Flugreisen stellen immer für Amateurastronomen ein
Problem dar. Wobei das Problem relativ ist. Denn wenn man sich den
Fluggesellschaften fügt und sich auf die Freigepäckgrenze begrenzt, dann
gibt es kaum Probleme. Hat man allerdings mehr als die meist 20 Kilogramm
Freigepäck, dann bitten die Fluggesellschaften einen zur Kasse. Wobei man
auch Glück haben kann und einige Kilo toleriert werden. CONDOR hat uns
schon mal 10 Kilo frei gegeben! Ich denke das hängt auch von der
Auslastung der Maschine ab.
Als Faustregel kann bei dem Freigepäck folgendes beachtet werden. 20 Kilo
bei europäischen Flügen und 30 Kilo bei Langstrecken Flügen.
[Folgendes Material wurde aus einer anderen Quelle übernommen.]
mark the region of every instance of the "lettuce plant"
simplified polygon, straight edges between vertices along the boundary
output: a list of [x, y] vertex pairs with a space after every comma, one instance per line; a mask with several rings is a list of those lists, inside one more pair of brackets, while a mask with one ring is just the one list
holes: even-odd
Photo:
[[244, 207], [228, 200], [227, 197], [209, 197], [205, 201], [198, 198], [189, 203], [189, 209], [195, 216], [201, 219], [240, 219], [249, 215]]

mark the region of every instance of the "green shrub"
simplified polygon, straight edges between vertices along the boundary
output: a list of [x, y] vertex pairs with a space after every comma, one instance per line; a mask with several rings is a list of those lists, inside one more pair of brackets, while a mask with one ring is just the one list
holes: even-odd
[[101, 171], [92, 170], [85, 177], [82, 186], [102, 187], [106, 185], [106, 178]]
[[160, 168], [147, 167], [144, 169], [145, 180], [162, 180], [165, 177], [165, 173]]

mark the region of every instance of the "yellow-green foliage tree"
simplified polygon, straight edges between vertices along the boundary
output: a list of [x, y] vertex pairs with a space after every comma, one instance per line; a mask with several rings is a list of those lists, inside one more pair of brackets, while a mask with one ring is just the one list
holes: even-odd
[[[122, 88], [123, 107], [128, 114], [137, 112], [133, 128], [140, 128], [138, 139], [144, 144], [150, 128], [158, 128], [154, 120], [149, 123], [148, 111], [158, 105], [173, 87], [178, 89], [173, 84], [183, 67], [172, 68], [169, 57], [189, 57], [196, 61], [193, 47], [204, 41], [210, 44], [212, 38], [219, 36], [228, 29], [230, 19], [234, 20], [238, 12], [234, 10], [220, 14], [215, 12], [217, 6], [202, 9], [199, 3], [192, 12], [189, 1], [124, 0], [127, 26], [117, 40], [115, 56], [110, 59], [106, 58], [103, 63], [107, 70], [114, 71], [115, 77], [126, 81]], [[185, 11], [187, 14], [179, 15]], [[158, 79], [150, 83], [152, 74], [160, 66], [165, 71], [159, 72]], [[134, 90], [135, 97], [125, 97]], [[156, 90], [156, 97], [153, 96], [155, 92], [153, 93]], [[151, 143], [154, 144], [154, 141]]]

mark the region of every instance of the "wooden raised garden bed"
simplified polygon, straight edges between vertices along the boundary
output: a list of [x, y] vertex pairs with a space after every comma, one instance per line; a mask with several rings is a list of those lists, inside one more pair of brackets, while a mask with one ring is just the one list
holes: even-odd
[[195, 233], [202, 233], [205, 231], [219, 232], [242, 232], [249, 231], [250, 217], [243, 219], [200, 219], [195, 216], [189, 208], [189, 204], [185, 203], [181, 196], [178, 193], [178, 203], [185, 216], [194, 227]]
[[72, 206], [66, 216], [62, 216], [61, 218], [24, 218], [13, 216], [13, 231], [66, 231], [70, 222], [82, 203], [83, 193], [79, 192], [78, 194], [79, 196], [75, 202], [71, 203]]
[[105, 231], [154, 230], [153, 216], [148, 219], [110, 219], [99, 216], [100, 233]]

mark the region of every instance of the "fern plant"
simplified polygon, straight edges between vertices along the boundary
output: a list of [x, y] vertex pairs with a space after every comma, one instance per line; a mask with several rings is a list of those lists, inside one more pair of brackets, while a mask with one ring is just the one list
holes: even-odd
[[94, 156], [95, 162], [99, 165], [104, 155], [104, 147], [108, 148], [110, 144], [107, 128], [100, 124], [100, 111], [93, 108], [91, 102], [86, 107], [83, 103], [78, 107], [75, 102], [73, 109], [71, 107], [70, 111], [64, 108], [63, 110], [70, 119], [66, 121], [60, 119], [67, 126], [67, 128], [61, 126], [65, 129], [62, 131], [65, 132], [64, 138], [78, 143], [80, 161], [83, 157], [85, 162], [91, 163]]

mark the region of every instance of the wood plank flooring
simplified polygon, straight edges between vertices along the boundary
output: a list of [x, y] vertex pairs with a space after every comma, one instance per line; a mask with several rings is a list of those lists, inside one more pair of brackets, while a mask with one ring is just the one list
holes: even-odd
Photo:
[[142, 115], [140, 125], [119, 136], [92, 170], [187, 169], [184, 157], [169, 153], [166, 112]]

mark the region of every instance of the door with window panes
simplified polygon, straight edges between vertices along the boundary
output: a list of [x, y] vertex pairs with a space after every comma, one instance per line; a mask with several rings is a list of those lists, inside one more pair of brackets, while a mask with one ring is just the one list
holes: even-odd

Ein weiteres Problem ist die Optik, die man evtl. aufgibt. Haben Sie
durchs Fenster schon mal eine Beladung eines Flugzeuges gesehen? Nein?
Wenn Ja dann geben Sie Ihre Optik nicht mehr auf.
Packen Sie die Optik ins Handgepäck. Egal ob es 10, 15 oder 20 Kilo sind.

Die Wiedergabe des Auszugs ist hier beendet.